The Mujahedin-e Khalq (MEK) is also Known as the Cult of Rajavi. It is considered a cult because it meets all criteria of cults. The MEK is a fanatical armed group, which until 2012 was designated as a terrorist organization by the United States and the European Union.
Cult is a term, considered pejorative by most people, for a relatively small group which is typically led by a charismatic and self-appointed leader, who excessively controls its members, requiring solid devotion to a set of beliefs and practices which are considered deviant outside the norms of society. The MEK is a cult focused on the personality of Massoud Rajavi, the charismatic leader who has been disappeared since 2003 and his third wife Maryam Rajavi has been the self-appointed president of the group for about three decades.
The Rajavis excessively control their members requiring them unwavering devotion to the group’s cause and ideology. They coerce members to work for them without being paid (forced labor). They require members to stay single forever. They coerce a layer of female members in the group’s hierarchy to sleep with Massoud Rajavi.
The MEK is a cartel too. It uses the resources of the enemies of the Iranian government to maintain its position within its members and sympathizers. This has formed a cartel culture around the MEK.
What is a cartel culture? Narcoculture describes the way of life and ideas of drug traffickers. Its existence depends on drug traffickers and drug trafficking maintaining a transnational network of production, transportation, and commercialization of illegal drugs.
Narcoculture in Mexico is a subculture that has grown as a result of the strong presence of the various drug cartels throughout Mexico. These cartels work like a cult. In July 2009, Reuters reported that a cult-like drug cartel was defying President Felipe Calderon in his home state in western Mexico by taking on security forces with a menacing mix of violence, pseudo-religion and gifts for the poor.

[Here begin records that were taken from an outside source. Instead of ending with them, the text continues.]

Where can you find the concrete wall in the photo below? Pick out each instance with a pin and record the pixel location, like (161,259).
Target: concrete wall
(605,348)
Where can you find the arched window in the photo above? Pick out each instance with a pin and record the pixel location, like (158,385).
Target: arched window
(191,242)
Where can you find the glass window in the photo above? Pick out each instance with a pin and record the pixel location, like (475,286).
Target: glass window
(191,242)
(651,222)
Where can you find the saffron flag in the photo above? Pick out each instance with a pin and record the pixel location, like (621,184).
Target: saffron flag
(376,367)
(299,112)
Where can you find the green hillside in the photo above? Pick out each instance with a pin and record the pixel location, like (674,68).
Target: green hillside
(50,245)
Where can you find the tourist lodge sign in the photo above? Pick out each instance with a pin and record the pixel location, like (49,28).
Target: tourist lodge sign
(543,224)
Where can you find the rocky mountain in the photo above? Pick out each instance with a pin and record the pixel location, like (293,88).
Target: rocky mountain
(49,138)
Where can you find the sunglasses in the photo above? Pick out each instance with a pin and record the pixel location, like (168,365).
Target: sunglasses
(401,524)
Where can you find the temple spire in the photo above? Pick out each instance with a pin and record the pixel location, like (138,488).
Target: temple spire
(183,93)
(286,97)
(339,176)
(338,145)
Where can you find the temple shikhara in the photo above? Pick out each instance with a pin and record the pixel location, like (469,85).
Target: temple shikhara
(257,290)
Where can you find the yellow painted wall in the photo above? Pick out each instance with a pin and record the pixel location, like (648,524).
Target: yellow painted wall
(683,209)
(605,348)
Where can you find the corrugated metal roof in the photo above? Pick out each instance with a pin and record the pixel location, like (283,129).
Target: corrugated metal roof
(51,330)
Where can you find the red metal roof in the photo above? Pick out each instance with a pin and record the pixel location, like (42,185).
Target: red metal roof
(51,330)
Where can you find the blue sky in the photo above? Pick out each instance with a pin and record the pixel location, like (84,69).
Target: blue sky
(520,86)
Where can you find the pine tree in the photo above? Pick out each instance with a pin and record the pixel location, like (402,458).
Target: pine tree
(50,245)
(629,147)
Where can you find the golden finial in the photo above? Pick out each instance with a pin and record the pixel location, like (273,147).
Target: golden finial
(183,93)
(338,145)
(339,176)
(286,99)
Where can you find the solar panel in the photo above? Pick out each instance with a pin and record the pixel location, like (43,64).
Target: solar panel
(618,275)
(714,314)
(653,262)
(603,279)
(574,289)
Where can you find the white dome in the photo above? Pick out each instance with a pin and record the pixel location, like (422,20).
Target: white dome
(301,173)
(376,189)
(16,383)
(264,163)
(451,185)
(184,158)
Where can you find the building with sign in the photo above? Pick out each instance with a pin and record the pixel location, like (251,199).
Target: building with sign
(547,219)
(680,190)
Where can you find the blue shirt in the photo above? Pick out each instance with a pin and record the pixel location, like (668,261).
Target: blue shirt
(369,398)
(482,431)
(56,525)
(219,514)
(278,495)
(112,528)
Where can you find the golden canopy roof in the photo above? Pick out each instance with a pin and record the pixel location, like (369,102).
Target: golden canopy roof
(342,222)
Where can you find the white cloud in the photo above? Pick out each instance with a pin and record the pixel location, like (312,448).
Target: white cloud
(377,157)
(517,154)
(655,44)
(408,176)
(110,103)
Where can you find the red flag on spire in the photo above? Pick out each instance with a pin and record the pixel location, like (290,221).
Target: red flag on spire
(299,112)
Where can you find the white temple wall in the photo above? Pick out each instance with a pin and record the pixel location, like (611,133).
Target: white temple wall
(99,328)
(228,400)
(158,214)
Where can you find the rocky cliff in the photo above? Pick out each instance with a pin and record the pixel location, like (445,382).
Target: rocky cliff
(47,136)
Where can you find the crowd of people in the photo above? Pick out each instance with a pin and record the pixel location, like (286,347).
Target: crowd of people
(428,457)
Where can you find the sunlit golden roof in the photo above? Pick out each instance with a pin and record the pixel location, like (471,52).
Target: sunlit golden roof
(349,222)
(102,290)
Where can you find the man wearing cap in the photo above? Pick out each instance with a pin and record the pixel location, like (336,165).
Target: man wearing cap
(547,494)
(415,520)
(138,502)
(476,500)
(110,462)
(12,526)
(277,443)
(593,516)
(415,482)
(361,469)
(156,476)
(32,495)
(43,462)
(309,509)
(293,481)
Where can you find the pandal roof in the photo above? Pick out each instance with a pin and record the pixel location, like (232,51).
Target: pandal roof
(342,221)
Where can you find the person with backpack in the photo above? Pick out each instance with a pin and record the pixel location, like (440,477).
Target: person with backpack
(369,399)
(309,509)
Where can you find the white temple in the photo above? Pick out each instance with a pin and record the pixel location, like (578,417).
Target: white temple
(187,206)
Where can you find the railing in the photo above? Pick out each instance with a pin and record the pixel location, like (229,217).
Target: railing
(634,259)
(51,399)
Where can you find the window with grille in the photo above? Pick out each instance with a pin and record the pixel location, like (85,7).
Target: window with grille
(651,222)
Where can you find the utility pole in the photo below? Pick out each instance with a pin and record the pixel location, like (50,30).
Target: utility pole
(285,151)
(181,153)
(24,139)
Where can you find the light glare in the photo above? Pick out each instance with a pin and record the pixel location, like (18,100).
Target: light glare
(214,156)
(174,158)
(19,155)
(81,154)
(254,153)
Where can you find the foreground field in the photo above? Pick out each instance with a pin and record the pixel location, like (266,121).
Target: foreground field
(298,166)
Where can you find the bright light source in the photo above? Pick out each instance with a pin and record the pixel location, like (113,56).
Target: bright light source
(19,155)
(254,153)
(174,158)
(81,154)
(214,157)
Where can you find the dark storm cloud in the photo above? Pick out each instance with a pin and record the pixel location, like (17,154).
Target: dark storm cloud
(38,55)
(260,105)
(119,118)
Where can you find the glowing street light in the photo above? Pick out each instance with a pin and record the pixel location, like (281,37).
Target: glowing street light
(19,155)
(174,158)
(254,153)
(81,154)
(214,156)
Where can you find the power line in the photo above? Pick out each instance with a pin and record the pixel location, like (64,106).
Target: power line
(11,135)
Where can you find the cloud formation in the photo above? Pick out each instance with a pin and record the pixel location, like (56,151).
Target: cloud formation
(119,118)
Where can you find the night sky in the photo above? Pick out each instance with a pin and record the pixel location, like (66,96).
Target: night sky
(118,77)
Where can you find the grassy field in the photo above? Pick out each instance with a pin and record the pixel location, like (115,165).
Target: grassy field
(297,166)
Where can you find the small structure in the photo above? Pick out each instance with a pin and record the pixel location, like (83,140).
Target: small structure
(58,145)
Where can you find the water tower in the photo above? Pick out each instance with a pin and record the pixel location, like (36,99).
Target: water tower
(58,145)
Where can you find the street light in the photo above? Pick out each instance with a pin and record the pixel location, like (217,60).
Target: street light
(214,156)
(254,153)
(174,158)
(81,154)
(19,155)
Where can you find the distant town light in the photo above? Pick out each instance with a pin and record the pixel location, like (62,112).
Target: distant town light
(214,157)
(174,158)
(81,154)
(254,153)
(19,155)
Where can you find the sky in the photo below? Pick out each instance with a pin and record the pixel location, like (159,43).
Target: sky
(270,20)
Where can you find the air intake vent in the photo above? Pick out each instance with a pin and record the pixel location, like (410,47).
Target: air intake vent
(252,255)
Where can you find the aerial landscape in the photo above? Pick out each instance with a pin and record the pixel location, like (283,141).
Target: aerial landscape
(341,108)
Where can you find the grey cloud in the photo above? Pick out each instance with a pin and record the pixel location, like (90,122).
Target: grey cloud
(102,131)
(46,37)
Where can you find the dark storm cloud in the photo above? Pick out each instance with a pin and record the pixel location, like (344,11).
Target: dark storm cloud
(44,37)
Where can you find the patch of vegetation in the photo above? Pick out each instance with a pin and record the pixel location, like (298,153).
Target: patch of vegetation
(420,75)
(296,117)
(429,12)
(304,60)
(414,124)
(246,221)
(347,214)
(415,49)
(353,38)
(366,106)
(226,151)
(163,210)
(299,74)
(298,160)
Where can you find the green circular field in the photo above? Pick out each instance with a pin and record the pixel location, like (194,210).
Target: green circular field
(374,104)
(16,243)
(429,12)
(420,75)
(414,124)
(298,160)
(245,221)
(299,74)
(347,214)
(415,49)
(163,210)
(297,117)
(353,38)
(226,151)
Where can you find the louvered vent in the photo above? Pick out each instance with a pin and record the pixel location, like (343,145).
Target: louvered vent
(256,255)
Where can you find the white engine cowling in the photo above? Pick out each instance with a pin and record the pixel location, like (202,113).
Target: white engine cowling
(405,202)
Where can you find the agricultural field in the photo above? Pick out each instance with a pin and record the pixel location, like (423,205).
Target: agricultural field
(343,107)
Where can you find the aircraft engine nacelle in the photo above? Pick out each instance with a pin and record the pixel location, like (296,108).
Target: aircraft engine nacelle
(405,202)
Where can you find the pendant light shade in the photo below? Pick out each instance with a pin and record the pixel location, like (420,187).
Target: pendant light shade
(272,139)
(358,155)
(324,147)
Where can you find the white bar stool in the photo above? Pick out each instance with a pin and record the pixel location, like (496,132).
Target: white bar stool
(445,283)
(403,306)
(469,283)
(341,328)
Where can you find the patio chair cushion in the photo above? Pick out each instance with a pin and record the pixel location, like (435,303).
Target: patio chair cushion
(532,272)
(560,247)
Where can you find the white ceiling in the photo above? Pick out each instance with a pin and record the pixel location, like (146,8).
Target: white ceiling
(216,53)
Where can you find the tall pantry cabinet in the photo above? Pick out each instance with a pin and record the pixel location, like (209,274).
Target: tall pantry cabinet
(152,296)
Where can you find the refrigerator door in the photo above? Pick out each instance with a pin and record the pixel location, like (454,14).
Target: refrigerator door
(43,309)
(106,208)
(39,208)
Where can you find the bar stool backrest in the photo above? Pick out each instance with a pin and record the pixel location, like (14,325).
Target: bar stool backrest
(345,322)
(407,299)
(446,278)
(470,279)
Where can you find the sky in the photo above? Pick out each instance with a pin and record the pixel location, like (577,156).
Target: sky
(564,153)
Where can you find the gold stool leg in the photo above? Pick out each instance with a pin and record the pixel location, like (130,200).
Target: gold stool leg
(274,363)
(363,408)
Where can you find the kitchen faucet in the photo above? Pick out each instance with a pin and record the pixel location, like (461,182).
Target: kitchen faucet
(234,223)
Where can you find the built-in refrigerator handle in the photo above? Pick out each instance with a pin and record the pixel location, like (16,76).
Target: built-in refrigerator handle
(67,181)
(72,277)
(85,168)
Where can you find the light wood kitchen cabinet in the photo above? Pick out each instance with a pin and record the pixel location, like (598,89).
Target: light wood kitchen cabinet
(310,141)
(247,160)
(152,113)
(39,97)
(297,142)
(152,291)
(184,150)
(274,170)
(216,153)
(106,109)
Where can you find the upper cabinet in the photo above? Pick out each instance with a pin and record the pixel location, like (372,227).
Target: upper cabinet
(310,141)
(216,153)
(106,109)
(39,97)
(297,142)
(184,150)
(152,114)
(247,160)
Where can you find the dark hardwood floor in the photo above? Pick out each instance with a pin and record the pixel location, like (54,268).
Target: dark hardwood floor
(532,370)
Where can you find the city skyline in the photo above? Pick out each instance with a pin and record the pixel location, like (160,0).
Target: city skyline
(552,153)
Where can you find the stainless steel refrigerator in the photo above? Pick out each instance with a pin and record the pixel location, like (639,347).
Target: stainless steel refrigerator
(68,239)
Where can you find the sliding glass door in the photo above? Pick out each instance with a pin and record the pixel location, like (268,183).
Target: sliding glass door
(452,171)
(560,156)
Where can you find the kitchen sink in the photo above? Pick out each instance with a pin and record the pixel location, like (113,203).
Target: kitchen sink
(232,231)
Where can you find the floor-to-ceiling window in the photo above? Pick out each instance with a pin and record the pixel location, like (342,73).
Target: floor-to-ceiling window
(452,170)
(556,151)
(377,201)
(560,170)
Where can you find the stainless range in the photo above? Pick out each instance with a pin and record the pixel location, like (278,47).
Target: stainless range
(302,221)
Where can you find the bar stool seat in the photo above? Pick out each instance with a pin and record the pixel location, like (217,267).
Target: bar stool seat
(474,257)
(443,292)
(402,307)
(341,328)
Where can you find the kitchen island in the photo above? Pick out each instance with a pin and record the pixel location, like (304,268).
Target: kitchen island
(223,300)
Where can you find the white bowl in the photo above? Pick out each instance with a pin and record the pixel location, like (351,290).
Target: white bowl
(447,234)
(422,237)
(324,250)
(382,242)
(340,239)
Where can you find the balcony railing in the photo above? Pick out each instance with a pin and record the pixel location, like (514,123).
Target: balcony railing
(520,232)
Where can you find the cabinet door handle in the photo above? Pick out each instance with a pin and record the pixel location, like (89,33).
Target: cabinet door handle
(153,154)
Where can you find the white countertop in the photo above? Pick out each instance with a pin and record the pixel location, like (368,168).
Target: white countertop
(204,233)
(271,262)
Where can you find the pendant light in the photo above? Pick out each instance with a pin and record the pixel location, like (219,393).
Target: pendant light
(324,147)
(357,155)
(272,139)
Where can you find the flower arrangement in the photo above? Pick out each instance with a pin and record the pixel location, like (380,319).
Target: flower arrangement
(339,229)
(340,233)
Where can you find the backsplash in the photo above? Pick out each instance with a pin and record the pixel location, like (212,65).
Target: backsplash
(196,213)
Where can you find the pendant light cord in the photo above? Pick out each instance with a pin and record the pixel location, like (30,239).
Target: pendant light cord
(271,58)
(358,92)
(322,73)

This drug cartel was called La Familia. It also wielded great power in local politics, making the organization harder to confront. What began as a means of comfort and protection among the poor and innocent in Mexico during uncertain times has found its way to becoming the foundation and justification for criminality and horrific acts of violence.
This is very similar to what the MEK does in Albania today. The group’s untransparent financial resources helps it launch huge charity campaigns, mobilizing doctors among poor citizens of Albanian villages, buying support among Albanian politicians and journalists. Meanwhile, the violent background of the group with thousands of innocent victims who were killed by the MEK’s terrorists make it very similar to La Familia.
Despite this paid support in Albania and some western countries, the group has almost no credibility in Iran. Houshang Shahabi, an Iranian-born professor of international relations at Boston University says, “They have been politically irrelevant in Iran since at least the mid-1980s and have little to no domestic support.”
As a matter of fact, the cartel culture ruling the Cult of Rajavi answers the question of why Albania would strain itself into one of the world’s most tense geopolitical standoffs, between the United States and Iran, by agreeing to host the MEK which until 2012 was designated as a terrorist group by the United States.
According to interviews conducted by The Guardian and the Intercept with MEK defectors, members spend most of their time working in the group’s troll farms demonizing the Iranian government and fomenting unrest among Iranian youth without presenting themselves as agents of the MEK.
MEK is a destructive cult which acts like drug cartels. It is dangerous because it is funded by hefty sources. Its power is based on money, cult and cartel culture. The Albanian government and international human rights body must take action to stop the MEK cartel grow in Europe.